= Anarchy Is What States Make of It =

1992 article by Alexander Wendt

"Anarchy Is What States Make of It: The Social Construction of Power Politics" is a journal article by Alexander Wendt published in International Organization in 1992 that outlines a constructivist approach to international relations theory.

Wendt argues that anarchy is not inherent in the international system in the way in which other schools of international relations theory envision it, but rather it is a construct of the nation-states in the system. At the core of constructivist thought is the idea that many core aspects of international relations are socially constructed (they are given their form by ongoing processes of social practice and interaction), rather than inherent, contrary to the assumptions of neorealism and neoliberalism. According to Wendt, the two basic tenets of constructivism are:
- The structures of human association are determined primarily by shared ideas rather than material forces.
- The identities and interests of purposive actors are constructed by these shared ideas rather than given by nature.

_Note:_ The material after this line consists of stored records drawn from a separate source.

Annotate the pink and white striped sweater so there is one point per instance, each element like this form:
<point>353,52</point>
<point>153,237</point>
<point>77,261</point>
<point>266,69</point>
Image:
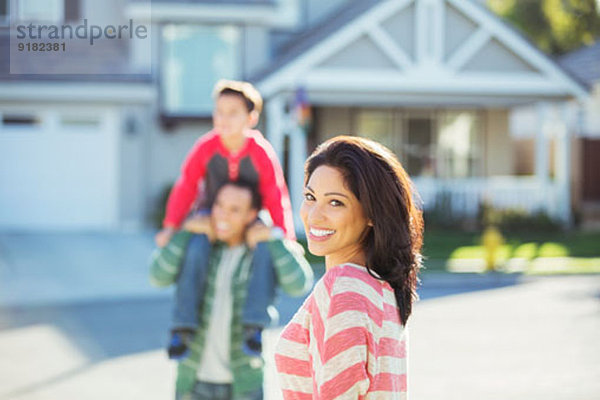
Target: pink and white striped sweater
<point>345,342</point>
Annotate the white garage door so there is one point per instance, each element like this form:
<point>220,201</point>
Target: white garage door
<point>58,169</point>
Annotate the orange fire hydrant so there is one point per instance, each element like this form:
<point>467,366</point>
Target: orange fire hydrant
<point>492,240</point>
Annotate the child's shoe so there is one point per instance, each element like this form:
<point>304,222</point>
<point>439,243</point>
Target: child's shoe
<point>252,345</point>
<point>179,344</point>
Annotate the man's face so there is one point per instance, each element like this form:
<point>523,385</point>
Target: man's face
<point>231,213</point>
<point>231,116</point>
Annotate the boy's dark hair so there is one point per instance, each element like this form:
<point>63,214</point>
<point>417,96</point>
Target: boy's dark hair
<point>256,200</point>
<point>244,90</point>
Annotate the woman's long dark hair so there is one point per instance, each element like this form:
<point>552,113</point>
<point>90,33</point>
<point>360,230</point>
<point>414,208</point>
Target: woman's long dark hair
<point>376,177</point>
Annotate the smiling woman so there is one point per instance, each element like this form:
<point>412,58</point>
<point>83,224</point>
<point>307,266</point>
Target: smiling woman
<point>348,340</point>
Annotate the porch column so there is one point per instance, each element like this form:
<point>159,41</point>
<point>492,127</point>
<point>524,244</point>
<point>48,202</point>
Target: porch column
<point>276,124</point>
<point>297,156</point>
<point>542,172</point>
<point>562,164</point>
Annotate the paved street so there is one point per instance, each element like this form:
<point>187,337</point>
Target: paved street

The constructivist sentiment is summed up in the following extract from the article: "I argue that self-help and power politics do not follow either logically or causally from anarchy and that if today we find ourselves in a self-help world, this is due to process, not structure. There is no 'logic' of anarchy apart from the practices that create and instantiate one structure of identities and interests rather than another; structure has no existence or causal powers apart from process. Self-help and power politics are institutions, not essential features, of anarchy. Anarchy is what states make of it".